Multi-sensors are now incorporating CO detection into their programming. This colourless, odourless, tasteless, poisonous gas, commonly known as the ‘silent killer’, is produced through the incomplete burning of fuels and can be a fatal threat, if left unnoticed. Multi-sensors that include this feature, therefore, need to obtain the correct testing of the CO element in to avoid any, potentially life threatening, incidents. Sadly there are multi-sensors on the market incorporating CO detection into their programming and that still do not feature any third party testing of the CO element. 

Alternatively, Hochiki Europe’s ACD-EN is the company’s new addressable multi-sensor with CO detection and sets the benchmark for appropriate certification. With 24 EN approved modes of operation, it’s the most advanced and accredited triple-criteria multi-sensor available to date. 

A key selling point for Hochiki Europe’s ACD-EN design is its range of modes of operation, including combinations of smoke detection, fixed temperature heat detection, rate of rise heat detection as well as CO detection. All combinations of detection meet EN standards.

The ACD-EN is able to detect CO toxicity levels, even in the absence of a fire, adding yet another layer of protection to its offering. When coming into contact with the gas, carbon monoxide particles will enter the bloodstream and attach to haemoglobin, causing the production of COHb (Carboxyhaemoglobin). Exposure for prolonged periods of time or in sudden high busts can lead to toxic poisoning. However, the algorithm incorporated into the ACD-EN to monitor dangerous levels in both situations, along with its 10-year cell life span that is double of most competitors, offers full protection. 

Another feature of the ACD-EN is its “Suitable Moving Average Time (SMART)”, a sophisticated algorithm for reducing false alarms. The algorithm employs a default time delay with multiple sampling, the average reading of which discriminates between a false alarm and a real fire. Through constantly monitoring the surrounding atmosphere, the ACD learns its environment from the moment it is installed. If no transient activity is detected for a set period of time, the environment is determined ‘clean’ and the number of samples taken during the time delay is reduced. The number of samples will continue to reduce as long as the environment stays in this condition. As soon as there is any transient activity, for example if smoke is detected, the number of samples taken during time delay is increased. In the event of a real fire, the delay/sampling function is over-ridden. 

A new industry standard

When it comes to life safety, there can be no question as to the reliability and safety offering of the chosen devices.

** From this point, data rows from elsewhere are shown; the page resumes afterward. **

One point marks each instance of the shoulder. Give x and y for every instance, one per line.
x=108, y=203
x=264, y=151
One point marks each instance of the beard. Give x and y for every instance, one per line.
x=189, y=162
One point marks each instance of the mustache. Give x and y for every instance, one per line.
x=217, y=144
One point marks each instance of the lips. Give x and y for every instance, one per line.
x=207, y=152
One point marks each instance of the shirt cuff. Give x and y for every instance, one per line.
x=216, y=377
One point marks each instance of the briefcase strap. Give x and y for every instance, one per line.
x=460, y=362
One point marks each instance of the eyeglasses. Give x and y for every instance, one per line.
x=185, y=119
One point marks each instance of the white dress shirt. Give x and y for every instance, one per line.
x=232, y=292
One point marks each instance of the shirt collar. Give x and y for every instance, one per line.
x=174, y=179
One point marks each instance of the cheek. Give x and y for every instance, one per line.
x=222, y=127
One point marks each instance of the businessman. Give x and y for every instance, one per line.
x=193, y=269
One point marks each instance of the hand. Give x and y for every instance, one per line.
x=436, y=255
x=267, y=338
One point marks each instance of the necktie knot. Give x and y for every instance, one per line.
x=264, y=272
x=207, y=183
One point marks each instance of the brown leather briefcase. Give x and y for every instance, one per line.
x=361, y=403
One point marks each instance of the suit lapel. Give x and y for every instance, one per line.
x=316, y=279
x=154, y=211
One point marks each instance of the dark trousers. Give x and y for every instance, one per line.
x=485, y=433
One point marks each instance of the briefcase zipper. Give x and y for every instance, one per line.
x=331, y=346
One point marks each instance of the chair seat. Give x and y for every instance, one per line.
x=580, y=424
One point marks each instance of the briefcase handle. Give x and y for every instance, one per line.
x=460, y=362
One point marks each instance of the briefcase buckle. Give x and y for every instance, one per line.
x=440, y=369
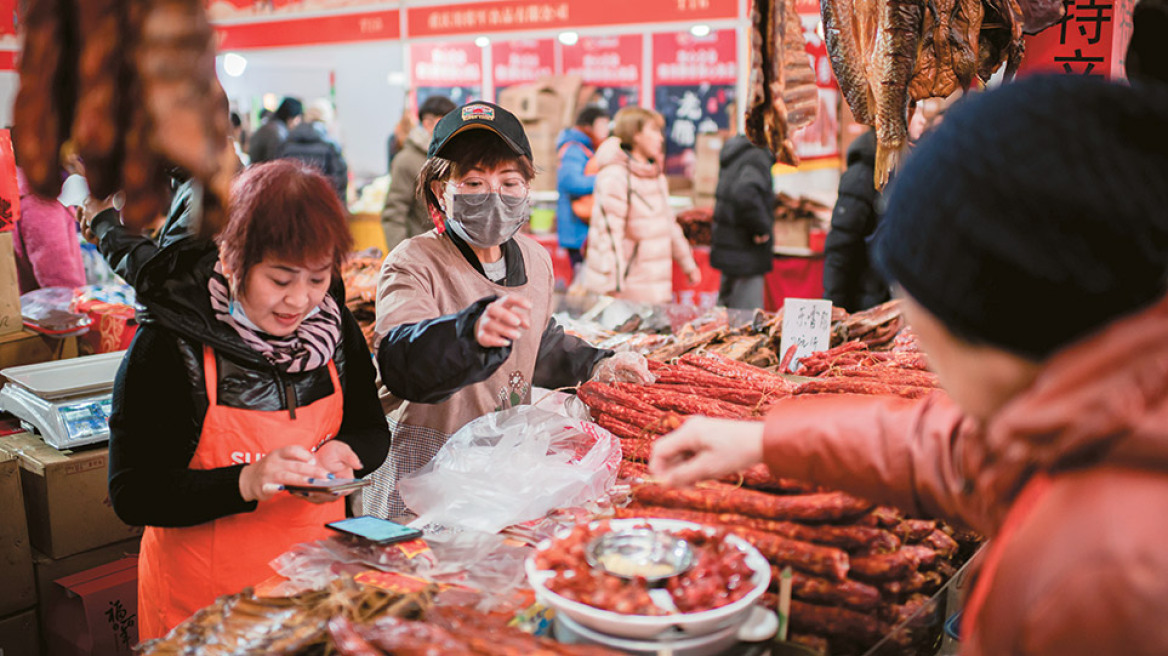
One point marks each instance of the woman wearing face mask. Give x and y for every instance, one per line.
x=247, y=376
x=634, y=237
x=464, y=312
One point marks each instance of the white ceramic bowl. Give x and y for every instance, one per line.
x=649, y=626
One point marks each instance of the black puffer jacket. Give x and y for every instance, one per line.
x=160, y=399
x=849, y=280
x=310, y=144
x=743, y=209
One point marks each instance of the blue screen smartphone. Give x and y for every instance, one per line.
x=375, y=529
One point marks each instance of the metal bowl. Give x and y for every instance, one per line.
x=640, y=552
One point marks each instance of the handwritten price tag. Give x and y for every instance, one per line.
x=806, y=326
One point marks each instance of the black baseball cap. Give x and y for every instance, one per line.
x=480, y=116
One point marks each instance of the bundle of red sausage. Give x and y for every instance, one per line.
x=859, y=569
x=131, y=88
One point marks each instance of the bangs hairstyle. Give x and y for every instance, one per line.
x=631, y=121
x=475, y=148
x=287, y=210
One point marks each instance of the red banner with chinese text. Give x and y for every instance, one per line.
x=819, y=140
x=1091, y=40
x=683, y=58
x=521, y=61
x=447, y=69
x=509, y=15
x=336, y=28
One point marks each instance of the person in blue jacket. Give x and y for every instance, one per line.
x=575, y=147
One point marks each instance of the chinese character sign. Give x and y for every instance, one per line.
x=1092, y=40
x=9, y=192
x=806, y=328
x=446, y=69
x=612, y=64
x=521, y=62
x=820, y=139
x=694, y=81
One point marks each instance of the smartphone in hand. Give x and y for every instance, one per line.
x=334, y=486
x=375, y=529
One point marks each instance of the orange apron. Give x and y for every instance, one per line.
x=183, y=570
x=1026, y=502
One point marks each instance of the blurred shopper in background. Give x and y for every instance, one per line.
x=1029, y=238
x=405, y=215
x=401, y=133
x=743, y=223
x=634, y=238
x=1147, y=53
x=270, y=135
x=311, y=142
x=574, y=209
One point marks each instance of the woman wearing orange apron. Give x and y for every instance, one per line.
x=1029, y=239
x=247, y=375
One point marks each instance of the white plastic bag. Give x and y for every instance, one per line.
x=510, y=467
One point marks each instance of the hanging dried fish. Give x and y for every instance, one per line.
x=848, y=56
x=892, y=64
x=48, y=90
x=783, y=93
x=889, y=54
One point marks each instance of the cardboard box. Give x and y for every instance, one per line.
x=706, y=164
x=9, y=288
x=94, y=612
x=25, y=347
x=18, y=590
x=19, y=635
x=65, y=496
x=793, y=234
x=703, y=200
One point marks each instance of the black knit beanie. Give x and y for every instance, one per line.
x=1035, y=214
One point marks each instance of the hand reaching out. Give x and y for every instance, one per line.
x=285, y=466
x=707, y=448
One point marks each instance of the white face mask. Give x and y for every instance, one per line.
x=484, y=220
x=241, y=316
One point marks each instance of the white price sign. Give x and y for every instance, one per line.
x=806, y=326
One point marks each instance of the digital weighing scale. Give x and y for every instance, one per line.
x=65, y=402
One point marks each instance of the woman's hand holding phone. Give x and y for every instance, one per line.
x=286, y=466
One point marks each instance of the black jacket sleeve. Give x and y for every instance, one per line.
x=846, y=251
x=564, y=360
x=363, y=426
x=153, y=433
x=124, y=250
x=429, y=361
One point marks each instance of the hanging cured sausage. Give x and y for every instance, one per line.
x=131, y=88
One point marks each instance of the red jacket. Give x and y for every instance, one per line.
x=44, y=241
x=1087, y=571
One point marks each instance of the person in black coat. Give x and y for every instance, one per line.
x=311, y=144
x=849, y=280
x=743, y=223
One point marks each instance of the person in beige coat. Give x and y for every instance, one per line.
x=634, y=237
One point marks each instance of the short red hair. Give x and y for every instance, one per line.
x=286, y=209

Installers and specifiers through to the end client all need to be assured that they will have a dependable, trustworthy life safety device which is fit for purpose.

Given the inconsistencies in multi-sensor testing and regulation, it’s clear a more authoritative approach is needed to guarantee safety across the industry. While the approvals for multi-sensors remains unratified, it’s down to the industry to come together and advocate the need for universal testing of these innovative devices.